Çin’in kültürel anlamda Doğu’nun kadim hikmeti ile Batı’nın rasyonel düşünce geleneğini, Kuzey’in ekonomik üretkenliği ile Güney’in küresel adalet arayışını birlikte içselleştirerek tarih sahnesine taşıma kabiliyetine sahip nadir ülkeler arasında özel bir yeri vardır. Bu konumu, medeniyet bağlamında Çin’in büyük bir açılımın öncüsü olmasını sağlayabilir. Bu dinamik dönüşüm sürecini doğru anlamak, yorumlamak ve yönlendirebilmek için farklı yöntemler ve stratejiler geliştirilmesi gerekmektedir.

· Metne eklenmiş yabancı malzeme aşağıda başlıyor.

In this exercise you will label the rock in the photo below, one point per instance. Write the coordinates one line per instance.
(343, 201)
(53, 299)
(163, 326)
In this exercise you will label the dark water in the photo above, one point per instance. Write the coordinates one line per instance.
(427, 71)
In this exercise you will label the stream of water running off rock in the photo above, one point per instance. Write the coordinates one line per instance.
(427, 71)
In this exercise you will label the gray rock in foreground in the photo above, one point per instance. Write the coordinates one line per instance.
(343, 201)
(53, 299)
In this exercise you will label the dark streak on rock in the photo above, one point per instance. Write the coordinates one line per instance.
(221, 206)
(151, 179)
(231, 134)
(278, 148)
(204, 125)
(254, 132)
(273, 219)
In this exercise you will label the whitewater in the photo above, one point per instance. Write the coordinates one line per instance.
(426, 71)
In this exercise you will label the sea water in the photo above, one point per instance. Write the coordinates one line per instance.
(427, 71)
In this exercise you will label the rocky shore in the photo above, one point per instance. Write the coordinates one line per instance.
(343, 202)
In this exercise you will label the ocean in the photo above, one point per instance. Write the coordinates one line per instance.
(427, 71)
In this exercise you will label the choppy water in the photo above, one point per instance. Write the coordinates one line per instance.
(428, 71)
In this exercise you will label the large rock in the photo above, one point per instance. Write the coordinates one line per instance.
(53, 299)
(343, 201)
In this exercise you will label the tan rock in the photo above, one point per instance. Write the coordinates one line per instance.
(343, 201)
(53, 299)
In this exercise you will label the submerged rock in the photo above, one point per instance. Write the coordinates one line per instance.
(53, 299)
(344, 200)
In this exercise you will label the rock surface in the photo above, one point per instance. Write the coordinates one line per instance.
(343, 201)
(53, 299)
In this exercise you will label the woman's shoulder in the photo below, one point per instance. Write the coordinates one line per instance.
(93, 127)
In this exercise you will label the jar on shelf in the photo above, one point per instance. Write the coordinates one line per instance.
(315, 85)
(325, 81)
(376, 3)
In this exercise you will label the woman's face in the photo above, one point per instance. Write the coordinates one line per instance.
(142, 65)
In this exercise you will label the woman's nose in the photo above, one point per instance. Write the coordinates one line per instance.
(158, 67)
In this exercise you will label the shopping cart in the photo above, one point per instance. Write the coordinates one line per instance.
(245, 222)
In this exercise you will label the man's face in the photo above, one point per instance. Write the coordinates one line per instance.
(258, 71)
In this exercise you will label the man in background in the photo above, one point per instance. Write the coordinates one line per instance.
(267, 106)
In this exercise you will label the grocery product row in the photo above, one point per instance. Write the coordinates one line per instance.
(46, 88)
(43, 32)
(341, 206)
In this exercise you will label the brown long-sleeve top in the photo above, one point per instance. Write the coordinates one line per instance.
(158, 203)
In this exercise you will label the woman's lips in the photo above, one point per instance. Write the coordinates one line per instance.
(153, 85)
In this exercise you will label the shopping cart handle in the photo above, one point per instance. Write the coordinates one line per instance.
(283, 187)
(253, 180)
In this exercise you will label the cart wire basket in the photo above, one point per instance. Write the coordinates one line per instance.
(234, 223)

Bu bağlamda İpek Yolu konsepti içerisinde harmanlanabilecek ve ortak evrensel değerleri güçlendirecek “İpek Yolu Referans Değerleri Kurumları ve Kişileri“ üzerinden kültürel kodların takibi gerekmektedir. Kültür başta olmak üzere işbirliğini kapsayan tüm alanlarda referans alınabilecek sayısız değer kurum ya da kişi envanteri, yeniden yorumlanmak için beklemektedir. Pratik uygulama alanı bulacak bu kurumsal yorumlar İpek Yolu inisiyatifinin entegrasyonu ve refahı için yaşamsal işlev görecektir. Yine İpek Yolu referans Değerleri Kurumları ve Kişileri ile ilgili çerçeve bir program oluşturulması; uluslararası etkinlikler, yayınlar, bilimsel araştırmalar, medya programları vb yapılması gerekmektedir. Bu bağlamda iki defa yapılan Uluslararası İpek Yolu Kültürel Forumu yeniden yorumlanabilir.
Türkiye ve Çin için tüm bu alanlarda birbirini tamamlayan ikili ve çok taraflı stratejik işbirliği potansiyeli hiçbir ülke ile olmadığı kadar güçlüdür.